Le principali fonti di terre rare sono i minerali bastnasite, monazite e loparite, e le argille lateritiche. Nonostante la loro abbondanza relativamente alta, le terre rare sono più difficili da estrarre rispetto alle equivalenti fonti dei metalli di transizione (dovuto in gran parte alle loro proprietà chimiche molto simili), rendendole relativamente costose. Il loro uso industriale è stato molto limitato finché non si sono sviluppate efficienti tecniche di separazione, come lo scambio ionico, la cristallizzazione frazionata e l’estrazione liquido-liquido tra la fine degli anni cinquanta e l’inizio degli anni 1960[7].
Produzione globale 1950-2000
Dal punto di vista della distribuzione mondiale, fino al 1948 la maggior parte delle terre rare del mondo provenivano dai depositi di sabbia indiani e brasiliani[8]. Durante gli anni cinquanta il Sudafrica divenne la principale fonte di terre rare[8]. Furono scoperti anche notevoli giacimenti a Mountain Pass, in California (Stati Uniti), che tra il 1965 e il 1985 circa furono i giacimenti più produttivi del mondo. Dopo il 1985 circa si impose sempre maggiormente la Cina[9], che produce oggi oltre il 95% della fornitura mondiale di terre rare[6].
L’utilizzo di terre rare nella tecnologia moderna è cresciuto notevolmente negli anni passati. Ad esempio il disprosio ha acquisito un’importanza significativa per il suo utilizzo nella costruzione di motori di veicoli ibridi[10]. Questa forte richiesta, che supera l’attuale offerta di 40.000 tonnellate anno, ha incentivato a tal punto la produzione che ci potrebbe presto essere il rischio di un esaurimento dei giacimenti noti[11], a meno che non vengano scoperte nuove fonti[12].
Tutte le terre rare pesanti del mondo (come il disprosio) provengono da depositi cinesi come quello di Bayan Obo[13]. Miniere illegali di terre rare sono comuni nella Cina rurale e sono note per rilasciare rifiuti tossici nelle risorse idriche[14].
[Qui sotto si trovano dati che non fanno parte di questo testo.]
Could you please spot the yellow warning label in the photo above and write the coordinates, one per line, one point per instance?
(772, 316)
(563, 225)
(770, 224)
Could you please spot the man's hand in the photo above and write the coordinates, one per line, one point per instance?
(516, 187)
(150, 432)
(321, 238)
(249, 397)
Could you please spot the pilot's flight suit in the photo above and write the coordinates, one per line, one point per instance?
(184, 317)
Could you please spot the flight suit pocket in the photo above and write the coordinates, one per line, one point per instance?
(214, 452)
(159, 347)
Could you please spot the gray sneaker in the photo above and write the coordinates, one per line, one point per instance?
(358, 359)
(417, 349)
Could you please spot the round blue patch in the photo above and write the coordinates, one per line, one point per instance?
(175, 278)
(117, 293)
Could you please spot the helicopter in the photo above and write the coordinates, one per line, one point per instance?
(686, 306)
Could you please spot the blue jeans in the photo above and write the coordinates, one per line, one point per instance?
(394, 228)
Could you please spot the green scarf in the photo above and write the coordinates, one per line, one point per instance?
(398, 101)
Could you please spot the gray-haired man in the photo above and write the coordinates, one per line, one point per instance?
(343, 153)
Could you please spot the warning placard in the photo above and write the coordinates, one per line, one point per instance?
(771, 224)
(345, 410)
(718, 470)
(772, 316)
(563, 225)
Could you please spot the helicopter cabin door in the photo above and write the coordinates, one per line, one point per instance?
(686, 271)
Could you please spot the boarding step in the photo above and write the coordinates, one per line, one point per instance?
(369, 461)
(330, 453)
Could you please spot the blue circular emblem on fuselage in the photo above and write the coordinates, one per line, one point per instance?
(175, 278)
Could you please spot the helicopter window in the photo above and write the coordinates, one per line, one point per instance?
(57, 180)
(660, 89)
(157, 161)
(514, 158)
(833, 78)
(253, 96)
Per evitare carenze e il monopolio cinese sono state cercate altre fonti di terre rare, specialmente in Sudafrica, Brasile, Canada e Stati Uniti[15]. In Africa la compagnia di mercenari russi Wagner è entrata nella disputa di alcuni giacimenti di terre rare[16] Una miniera di terre rare in California è stata riaperta nel 2012, mentre altri siti importanti sono quelli canadesi di Thor Lake nei Territori del Nord-Ovest e del Quebec. Di un certo interesse sono anche alcuni depositi individuati in Vietnam[12].